Ear burning guitar solos, gut wrenching harmonica sound (and pretty much any other quality capable of producing an involuntary bodily function) are all to be found on RATR’s eagerly anticipated album. Due for release in September this twelve track CD is proving to be, so far, a delicious cacophony of both old and new material. With packaging and artwork completed the act are raring to give the world a sneak preview of what’s to come. While the Rooks’ MySpace is ideal simply to listen, nothing compares to the full live experience these lads have to offer. The group’s set is infested with both new and old material, all to be featured in their debut release. In today’s industry of vocoders and digital effects, it’s hard to decipher valid, non artificial flair. Well, look no further because the Rooks are without a doubt a dependable example of authenticity.  While recordings alone demonstrate all three vocalists’ impeccable range, their live performance only proves this further.


The constant argument unfortunately lies with the genre. The group seemed to have been labelled as “Neil Young-esque” fused with a “dash of Kings of Leon” However; Caleb Followill’s (arguably) whiny voice is considerably absent and while echoing the trademark harmonies of Crosby, Stills, Nash and Young, the Rooks’ song structures are far more mature whilst containing the added appeal of a 21st century approach. Even when covering Ohio the lads still somehow manage to musically surpass Young by miles… (oofph – Ed)
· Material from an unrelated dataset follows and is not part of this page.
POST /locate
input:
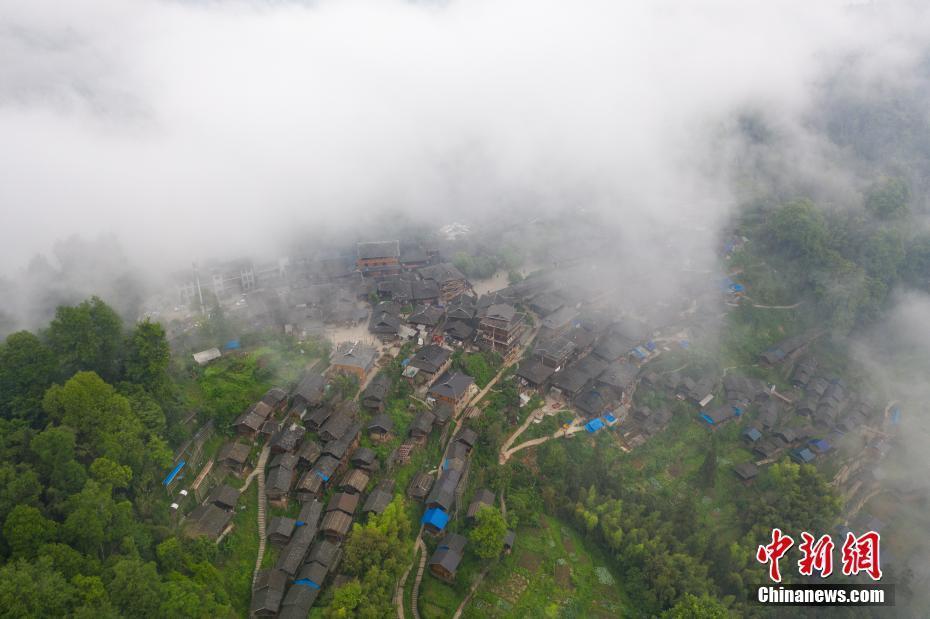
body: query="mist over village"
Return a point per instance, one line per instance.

The implausible effect the lads create is on no circumstances due to a sense of over compensating showmanship. In fact, RATR’s performance can often be misconstrued as insecure or subdued to the untrained eye. Conversely, what is misinterpreted as shyness is in fact an unfaltering connection between the music and its performers, thus emphasizing the group’s true devotion to their work. In short, not only have Rook and the Ravens managed to create a completely unique genre, they have succeeded in reaching their audience through music as opposed to overtly arrogant projection.


Since the recording of their EP back in 2007 the group have only gone from strength to strength; branching out from Manchester across the country (and even straying as far as Georgia every now and then…) while simultaneously submerging Britain in their music. If big things are not destined for this group, there really is no justice in this world…then again, we are looking at the society that allowed “blazing squad” to exist… 

A must see this summer, get to a festival or down to a nearby gig…it’ll be your last chance before the Ravens go sky high.